Door to Nature: The Season’s Last Flower

I never heard of the liquid that Roy used on his face after he shaved. It was an astringent called “witch-hazel.” He said it soothed his skin and was not expensive. His father was a barber in Kewaunee for 60 years and it was in regular use there.

Witch hazel is a shrub that usually grows 12 to 15 feet, but can be considered a tree because some we’ve seen were nearly 30 feet tall. Its scientific name is Hamamelis virginiana. The genus name comes from the Greek hama, meaning “together,” and melis refers to the fruit. This name origin refers, in part, to the shrub’s production of flowers and fruit at the same time. The species name simply means it was originally discovered in Virginia.

This plant is the last one to flower, often in late October to early November. Its native range is from the western Great Lakes down to Texas and through much of the eastern United States.

If you look up the name “witch hazel,” you may find it spelled as witch-hazel. Another name for the plant is “winterbloom.” It was the early American settlers who saw a similarity of our plant to their old-country, witch-elm, or “Wyche-hasil.” You can read more about this in Edwin Way Teale’s book, Wandering Through Winter. Look in the chapter entitled “The Witch-Hazel Gatherer.”

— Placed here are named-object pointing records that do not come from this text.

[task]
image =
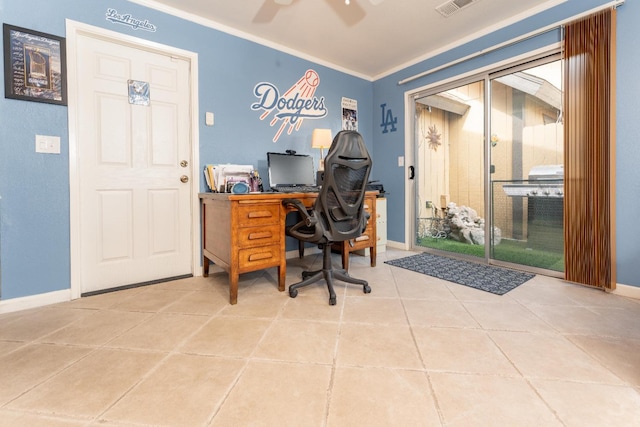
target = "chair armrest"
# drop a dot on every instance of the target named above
(309, 220)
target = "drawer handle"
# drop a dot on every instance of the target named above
(258, 257)
(261, 235)
(260, 214)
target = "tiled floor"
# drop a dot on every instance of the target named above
(417, 351)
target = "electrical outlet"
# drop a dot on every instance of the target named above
(47, 144)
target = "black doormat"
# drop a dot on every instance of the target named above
(496, 280)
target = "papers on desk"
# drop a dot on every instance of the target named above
(220, 178)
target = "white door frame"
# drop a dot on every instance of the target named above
(74, 30)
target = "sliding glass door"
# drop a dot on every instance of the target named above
(527, 185)
(489, 167)
(450, 191)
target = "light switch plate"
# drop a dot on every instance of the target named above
(47, 144)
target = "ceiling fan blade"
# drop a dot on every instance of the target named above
(267, 11)
(349, 14)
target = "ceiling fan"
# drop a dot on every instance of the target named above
(350, 15)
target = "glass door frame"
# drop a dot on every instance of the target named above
(411, 149)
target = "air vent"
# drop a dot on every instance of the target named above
(452, 6)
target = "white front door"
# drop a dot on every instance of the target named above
(134, 165)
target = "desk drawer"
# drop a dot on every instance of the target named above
(259, 236)
(253, 215)
(251, 259)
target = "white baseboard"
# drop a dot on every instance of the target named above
(627, 291)
(24, 303)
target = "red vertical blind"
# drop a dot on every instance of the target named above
(589, 139)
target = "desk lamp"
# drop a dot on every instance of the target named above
(321, 138)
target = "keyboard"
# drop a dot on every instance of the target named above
(296, 189)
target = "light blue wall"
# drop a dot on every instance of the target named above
(34, 188)
(387, 147)
(34, 209)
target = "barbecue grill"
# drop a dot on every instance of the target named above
(544, 181)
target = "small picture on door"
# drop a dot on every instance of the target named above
(138, 92)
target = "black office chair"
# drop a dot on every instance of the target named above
(338, 213)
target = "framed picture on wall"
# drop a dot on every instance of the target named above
(34, 66)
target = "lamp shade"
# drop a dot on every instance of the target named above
(321, 138)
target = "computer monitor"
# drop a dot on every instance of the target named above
(290, 169)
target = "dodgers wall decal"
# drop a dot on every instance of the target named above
(291, 108)
(388, 120)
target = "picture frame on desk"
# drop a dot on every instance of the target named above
(34, 66)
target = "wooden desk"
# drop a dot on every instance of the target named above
(245, 232)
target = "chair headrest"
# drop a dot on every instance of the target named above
(349, 145)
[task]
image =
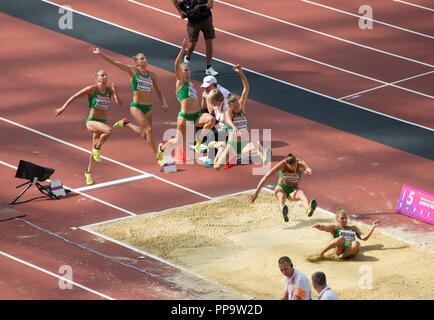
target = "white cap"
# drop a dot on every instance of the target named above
(207, 81)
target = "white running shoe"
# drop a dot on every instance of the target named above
(211, 72)
(186, 61)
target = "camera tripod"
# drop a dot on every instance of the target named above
(45, 190)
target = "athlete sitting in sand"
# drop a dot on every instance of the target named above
(290, 170)
(344, 240)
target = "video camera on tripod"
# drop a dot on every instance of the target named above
(34, 174)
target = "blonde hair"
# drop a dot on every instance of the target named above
(340, 211)
(290, 159)
(216, 95)
(232, 99)
(98, 71)
(135, 57)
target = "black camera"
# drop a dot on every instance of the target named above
(193, 8)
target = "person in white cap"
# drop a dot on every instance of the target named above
(199, 19)
(319, 283)
(210, 83)
(297, 285)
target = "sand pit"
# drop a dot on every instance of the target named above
(237, 244)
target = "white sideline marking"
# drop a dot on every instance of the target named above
(373, 20)
(252, 71)
(103, 157)
(385, 85)
(55, 275)
(113, 182)
(84, 194)
(414, 5)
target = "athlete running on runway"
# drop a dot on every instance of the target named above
(142, 82)
(236, 123)
(190, 107)
(344, 240)
(99, 96)
(290, 170)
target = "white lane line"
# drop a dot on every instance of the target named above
(113, 182)
(293, 54)
(326, 34)
(252, 71)
(379, 87)
(414, 5)
(55, 275)
(369, 19)
(83, 194)
(104, 157)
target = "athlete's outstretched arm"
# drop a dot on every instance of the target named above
(85, 91)
(178, 70)
(159, 92)
(116, 95)
(246, 87)
(123, 66)
(279, 166)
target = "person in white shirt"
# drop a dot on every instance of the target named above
(319, 283)
(297, 285)
(210, 84)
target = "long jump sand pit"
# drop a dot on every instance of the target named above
(237, 244)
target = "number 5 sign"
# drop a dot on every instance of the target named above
(416, 203)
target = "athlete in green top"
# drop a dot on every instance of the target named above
(143, 82)
(238, 136)
(290, 170)
(99, 96)
(344, 240)
(190, 108)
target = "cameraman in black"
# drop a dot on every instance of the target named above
(198, 13)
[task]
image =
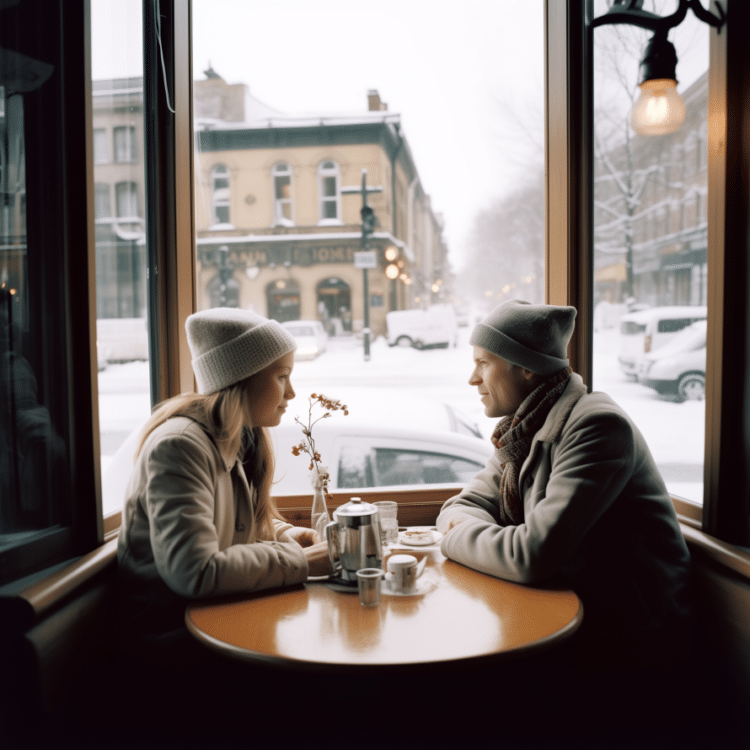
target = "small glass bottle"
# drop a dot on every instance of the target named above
(319, 517)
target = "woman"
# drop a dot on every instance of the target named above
(198, 519)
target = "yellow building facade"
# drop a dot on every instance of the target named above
(279, 214)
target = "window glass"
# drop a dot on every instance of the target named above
(650, 249)
(100, 146)
(35, 385)
(221, 194)
(449, 149)
(121, 253)
(329, 191)
(282, 191)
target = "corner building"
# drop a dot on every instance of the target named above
(278, 212)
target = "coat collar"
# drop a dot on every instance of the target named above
(559, 413)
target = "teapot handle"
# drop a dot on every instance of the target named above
(333, 547)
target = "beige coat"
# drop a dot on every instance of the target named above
(188, 530)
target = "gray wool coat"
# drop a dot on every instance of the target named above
(597, 517)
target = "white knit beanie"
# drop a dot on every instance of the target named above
(534, 337)
(229, 345)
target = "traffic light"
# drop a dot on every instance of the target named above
(369, 220)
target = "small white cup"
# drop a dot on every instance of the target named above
(403, 572)
(368, 581)
(387, 516)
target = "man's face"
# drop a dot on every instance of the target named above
(502, 387)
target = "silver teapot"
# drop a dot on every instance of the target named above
(354, 540)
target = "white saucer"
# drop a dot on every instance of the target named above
(423, 586)
(404, 537)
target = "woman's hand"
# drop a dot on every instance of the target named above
(318, 559)
(303, 536)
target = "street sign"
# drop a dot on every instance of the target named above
(366, 259)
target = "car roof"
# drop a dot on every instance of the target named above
(669, 311)
(683, 340)
(379, 408)
(301, 323)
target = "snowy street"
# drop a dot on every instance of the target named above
(674, 431)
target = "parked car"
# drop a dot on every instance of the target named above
(384, 441)
(647, 330)
(679, 367)
(435, 326)
(310, 335)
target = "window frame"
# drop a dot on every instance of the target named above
(221, 172)
(324, 200)
(130, 144)
(278, 215)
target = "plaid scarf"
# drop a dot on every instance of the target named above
(512, 440)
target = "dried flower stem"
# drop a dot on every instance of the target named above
(308, 443)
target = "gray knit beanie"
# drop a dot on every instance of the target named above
(229, 345)
(534, 337)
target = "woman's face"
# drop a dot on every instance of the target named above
(269, 391)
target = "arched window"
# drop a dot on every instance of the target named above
(328, 189)
(220, 197)
(282, 193)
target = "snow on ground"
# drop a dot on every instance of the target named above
(674, 431)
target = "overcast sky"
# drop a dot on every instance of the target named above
(465, 76)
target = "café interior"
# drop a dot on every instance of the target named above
(59, 674)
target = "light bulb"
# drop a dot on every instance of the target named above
(659, 109)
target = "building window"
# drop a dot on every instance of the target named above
(282, 192)
(102, 201)
(100, 146)
(328, 189)
(125, 145)
(126, 196)
(220, 194)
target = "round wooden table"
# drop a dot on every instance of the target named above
(459, 614)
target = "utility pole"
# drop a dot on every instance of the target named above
(365, 259)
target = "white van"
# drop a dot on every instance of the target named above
(643, 331)
(436, 326)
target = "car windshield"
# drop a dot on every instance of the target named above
(631, 328)
(300, 330)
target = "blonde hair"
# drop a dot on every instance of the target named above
(225, 414)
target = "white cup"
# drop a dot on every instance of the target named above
(387, 516)
(403, 572)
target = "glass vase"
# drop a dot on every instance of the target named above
(319, 517)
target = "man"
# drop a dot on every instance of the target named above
(571, 494)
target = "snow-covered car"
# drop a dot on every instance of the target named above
(647, 330)
(384, 441)
(435, 326)
(310, 336)
(679, 367)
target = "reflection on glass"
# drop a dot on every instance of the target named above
(120, 220)
(650, 253)
(34, 456)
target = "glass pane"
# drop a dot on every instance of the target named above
(121, 273)
(454, 161)
(650, 262)
(35, 495)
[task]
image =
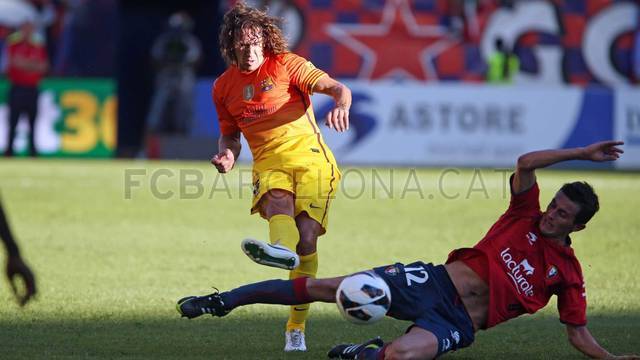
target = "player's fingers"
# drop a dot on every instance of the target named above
(337, 119)
(344, 120)
(327, 120)
(334, 118)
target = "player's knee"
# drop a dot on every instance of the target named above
(307, 245)
(323, 289)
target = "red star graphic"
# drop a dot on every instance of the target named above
(397, 45)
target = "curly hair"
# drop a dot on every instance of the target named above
(243, 17)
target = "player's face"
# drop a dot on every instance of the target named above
(249, 49)
(558, 220)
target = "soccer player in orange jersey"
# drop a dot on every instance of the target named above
(265, 95)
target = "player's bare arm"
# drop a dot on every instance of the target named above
(581, 339)
(229, 147)
(338, 118)
(525, 176)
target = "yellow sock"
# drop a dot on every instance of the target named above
(283, 230)
(309, 268)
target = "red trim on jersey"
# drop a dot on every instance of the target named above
(524, 269)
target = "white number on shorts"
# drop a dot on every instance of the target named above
(416, 279)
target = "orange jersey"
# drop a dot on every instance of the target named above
(269, 105)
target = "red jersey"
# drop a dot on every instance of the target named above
(270, 105)
(523, 268)
(30, 49)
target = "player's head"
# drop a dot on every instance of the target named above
(27, 27)
(247, 34)
(570, 210)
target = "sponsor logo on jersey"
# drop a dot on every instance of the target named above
(391, 270)
(266, 84)
(455, 336)
(256, 187)
(518, 272)
(247, 92)
(446, 344)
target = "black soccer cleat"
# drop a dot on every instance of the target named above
(194, 306)
(350, 351)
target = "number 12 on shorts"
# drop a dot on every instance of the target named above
(416, 274)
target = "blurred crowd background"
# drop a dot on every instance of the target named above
(133, 78)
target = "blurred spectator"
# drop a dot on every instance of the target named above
(503, 64)
(27, 63)
(87, 40)
(15, 265)
(175, 54)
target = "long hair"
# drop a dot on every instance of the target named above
(243, 17)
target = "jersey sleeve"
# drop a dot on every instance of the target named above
(572, 301)
(526, 203)
(302, 73)
(228, 126)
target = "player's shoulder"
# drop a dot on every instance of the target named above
(287, 57)
(222, 81)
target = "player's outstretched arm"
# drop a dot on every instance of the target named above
(581, 339)
(338, 118)
(229, 147)
(525, 177)
(15, 265)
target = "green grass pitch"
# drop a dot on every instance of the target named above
(114, 244)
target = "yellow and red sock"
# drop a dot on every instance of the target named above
(308, 268)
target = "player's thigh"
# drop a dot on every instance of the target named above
(316, 187)
(418, 343)
(275, 202)
(273, 191)
(309, 229)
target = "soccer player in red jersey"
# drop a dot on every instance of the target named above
(524, 259)
(27, 63)
(265, 96)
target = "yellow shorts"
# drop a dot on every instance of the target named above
(308, 171)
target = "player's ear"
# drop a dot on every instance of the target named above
(578, 227)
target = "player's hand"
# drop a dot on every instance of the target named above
(338, 118)
(603, 151)
(224, 161)
(17, 268)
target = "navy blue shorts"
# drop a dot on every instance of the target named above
(424, 294)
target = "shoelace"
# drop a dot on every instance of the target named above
(296, 339)
(211, 310)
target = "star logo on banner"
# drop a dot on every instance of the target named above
(396, 47)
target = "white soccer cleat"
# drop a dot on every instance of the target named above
(294, 341)
(270, 255)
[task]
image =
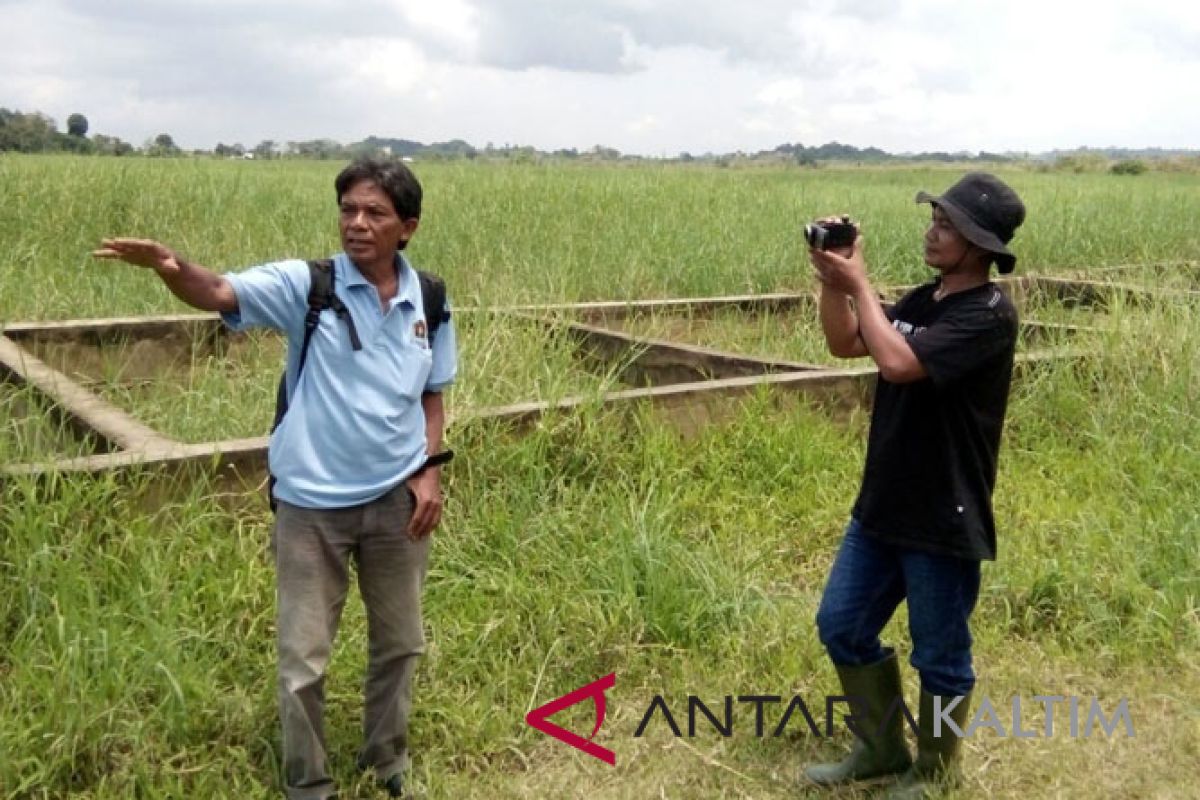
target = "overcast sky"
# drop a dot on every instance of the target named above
(646, 77)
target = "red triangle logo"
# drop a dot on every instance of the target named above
(539, 719)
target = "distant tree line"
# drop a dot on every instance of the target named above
(36, 132)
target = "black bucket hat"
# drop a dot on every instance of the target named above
(985, 210)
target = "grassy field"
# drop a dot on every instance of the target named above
(136, 623)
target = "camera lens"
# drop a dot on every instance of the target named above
(815, 235)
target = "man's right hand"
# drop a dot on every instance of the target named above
(139, 252)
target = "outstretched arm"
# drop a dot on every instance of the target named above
(192, 283)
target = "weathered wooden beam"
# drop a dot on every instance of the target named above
(83, 410)
(688, 405)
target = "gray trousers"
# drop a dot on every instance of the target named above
(312, 554)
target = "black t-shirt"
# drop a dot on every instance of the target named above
(934, 443)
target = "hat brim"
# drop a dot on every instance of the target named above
(972, 230)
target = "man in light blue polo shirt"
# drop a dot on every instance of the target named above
(355, 457)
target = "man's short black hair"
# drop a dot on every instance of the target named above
(396, 180)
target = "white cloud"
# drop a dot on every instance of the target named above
(652, 77)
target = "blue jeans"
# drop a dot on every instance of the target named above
(869, 579)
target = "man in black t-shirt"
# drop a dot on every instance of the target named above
(923, 519)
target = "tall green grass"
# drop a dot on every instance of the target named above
(136, 617)
(505, 233)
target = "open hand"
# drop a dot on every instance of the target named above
(426, 488)
(139, 252)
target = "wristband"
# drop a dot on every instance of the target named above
(437, 459)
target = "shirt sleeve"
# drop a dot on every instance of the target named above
(445, 355)
(963, 340)
(273, 295)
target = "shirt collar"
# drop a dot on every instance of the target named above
(406, 292)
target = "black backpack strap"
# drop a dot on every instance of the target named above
(433, 299)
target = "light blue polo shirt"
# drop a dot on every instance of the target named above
(354, 426)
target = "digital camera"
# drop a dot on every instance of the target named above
(827, 235)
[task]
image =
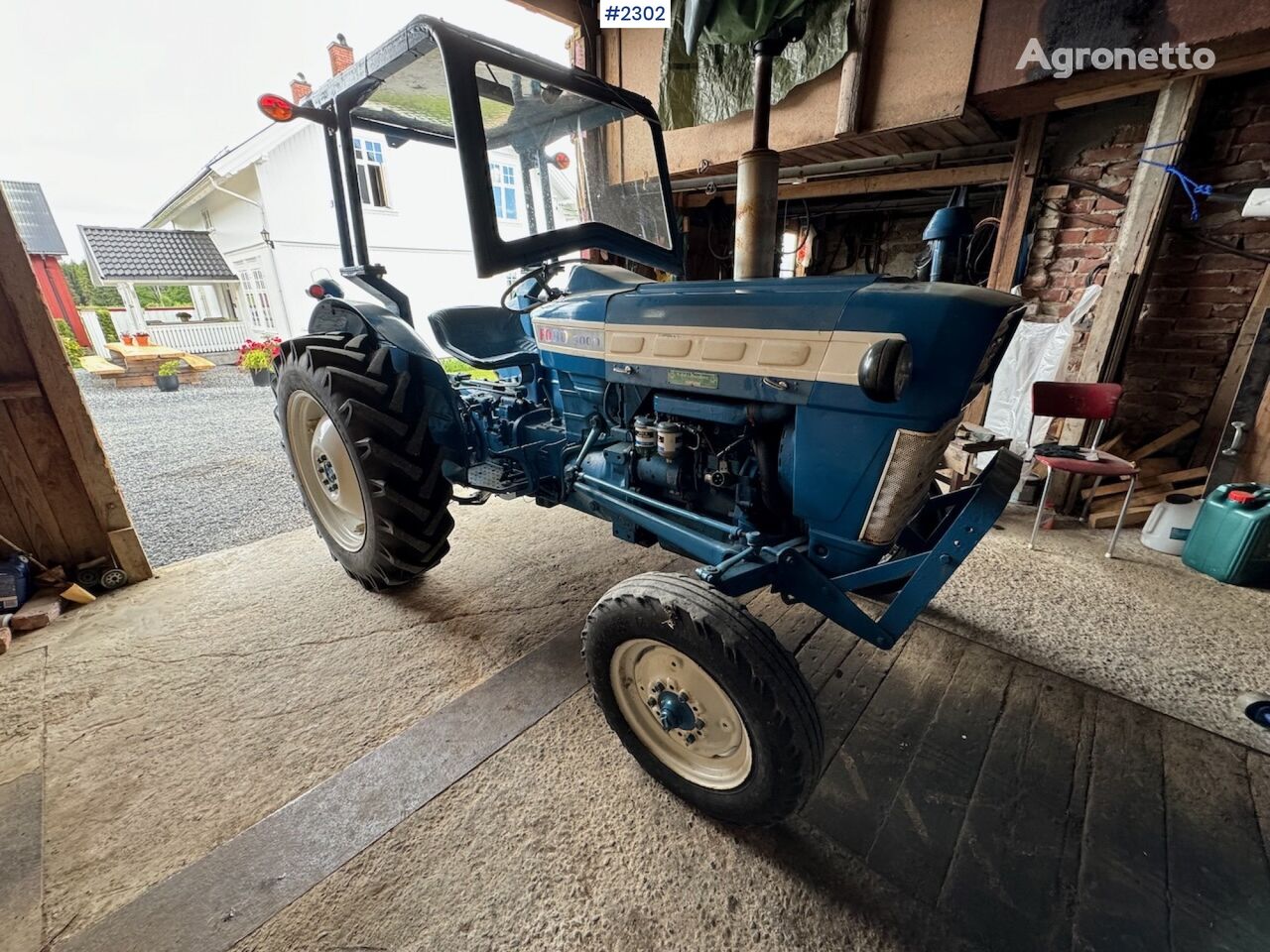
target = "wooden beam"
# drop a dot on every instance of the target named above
(876, 184)
(1219, 411)
(81, 492)
(1164, 442)
(1138, 239)
(19, 390)
(853, 68)
(1014, 221)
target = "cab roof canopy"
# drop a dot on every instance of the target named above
(402, 87)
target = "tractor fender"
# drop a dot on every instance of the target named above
(445, 419)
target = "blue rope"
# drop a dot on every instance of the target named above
(1189, 185)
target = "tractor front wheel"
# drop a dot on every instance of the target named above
(356, 433)
(703, 697)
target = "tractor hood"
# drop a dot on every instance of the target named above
(541, 146)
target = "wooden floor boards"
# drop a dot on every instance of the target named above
(1038, 812)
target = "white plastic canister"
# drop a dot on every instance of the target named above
(1170, 524)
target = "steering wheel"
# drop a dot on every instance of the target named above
(541, 275)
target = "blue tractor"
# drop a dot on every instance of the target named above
(781, 433)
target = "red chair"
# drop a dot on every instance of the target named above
(1082, 402)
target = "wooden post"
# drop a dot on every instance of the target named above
(853, 64)
(1014, 221)
(1135, 249)
(1138, 240)
(56, 484)
(1213, 430)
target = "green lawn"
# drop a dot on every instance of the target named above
(451, 365)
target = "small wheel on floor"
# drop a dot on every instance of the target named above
(705, 697)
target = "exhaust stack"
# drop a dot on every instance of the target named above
(758, 169)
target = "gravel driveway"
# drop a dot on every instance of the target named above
(200, 468)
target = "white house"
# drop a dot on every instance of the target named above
(268, 209)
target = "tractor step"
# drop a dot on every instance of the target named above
(498, 476)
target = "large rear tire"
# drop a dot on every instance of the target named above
(705, 697)
(356, 433)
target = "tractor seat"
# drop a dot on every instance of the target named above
(488, 338)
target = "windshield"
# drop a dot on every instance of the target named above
(556, 159)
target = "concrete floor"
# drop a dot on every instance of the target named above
(172, 716)
(1142, 625)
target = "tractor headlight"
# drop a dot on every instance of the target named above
(885, 370)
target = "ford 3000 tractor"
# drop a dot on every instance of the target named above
(783, 433)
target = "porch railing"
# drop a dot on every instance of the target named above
(199, 336)
(193, 336)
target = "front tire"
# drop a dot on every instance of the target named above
(356, 431)
(705, 697)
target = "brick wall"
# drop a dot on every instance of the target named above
(1198, 296)
(1076, 230)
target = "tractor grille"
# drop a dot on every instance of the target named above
(906, 481)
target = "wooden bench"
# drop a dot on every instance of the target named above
(100, 367)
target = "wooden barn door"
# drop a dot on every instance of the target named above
(59, 499)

“Wyche” can be traced to weak, drooping, or pliant – the nature of the branches of both the witch elm and witch hazel. In fact, the witch elm common in England and Ireland is also called “tabletop elm” due to its drooping, flat-topped crown.

There are tales of people bringing large bouquets of witch hazel flowers, along with the many nut-like seed pods, into their homes. Slowly, the seed pods dried and suddenly, sometimes in the middle of the night, the people were awakened to a veritable bombardment of seeds hitting the walls, windows and ceilings, like light artillery in action!

The dark brown, quarter-inch-long streamlined seeds mature over winter and are ripe by the following fall. Decorated with a white dot, they lie in very close-fitting cells. There are two seeds in each hard, woody capsule. As they dry, the edges of the “cups” curve inward with great force, expelling the projectile-shaped seeds explosively.

Apparently, the soothing effects of the alcoholic solution of a distillate of witch hazel bark was quite standard in many turn-of-the-century households. It was the perfect remedy for cuts, bruises, stiff muscles, sprains, burns, frostbite, sunburn, chapped skin – and “you name it.” The inner bark is the part of the plant that is astringent.

This widespread, ornamental, shrubby tree has downright intricate and beautiful flowers. At first glance, the narrow, twisted yellow petals make the flower appear to be crumpled. A closer look with a magnifying lens reveals a very sticking, four-parted flower. The fact that there are sometimes three to five blossoms in a cluster imparts a bit of a ragged fringe-like appearance to many flowering twigs.

Forked branches of the witch hazel were frequently used years ago as divining or dowsing rods, also called “witch sticks,” for locating underground sources of water. Roy and I went with his father many years ago to a farm west of Kewaunee. The owner of the farm showed us how he could detect water below the ground using a witch hazel branch. He gave Roy a turn, and his father tried with the dowsing rod, but neither had the ability to make the stick bend.

Then he gave me the forked branch and – voilá – success! I was able to find water. I held the branch very tightly in my hands with the stick pointing upward. When I came near an underground water source, the stick quickly turned down to the earth. I held it so tightly that I felt my skin twisting as the rod moved downward. So, I was proclaimed a Water Witch.

When planting a witch hazel tree, it is best to place it on the north side of a building in the shade. The many-stemmed tree does not thrive in full sun. The flowers don’t develop until the tree is at least six years old.

There is another choice for your yard, and that is the Chinese species, Hamamelis mollis, especially when grafted to the root stock of the native American plant, H. virginiana. I presume that is the way the Chinese species is treated before being sold in the US as decorative landscape material. Check with your local tree nursery.

Enjoy a walk in the woods on a gorgeous autumn day, and look for the last blooming flower of the year!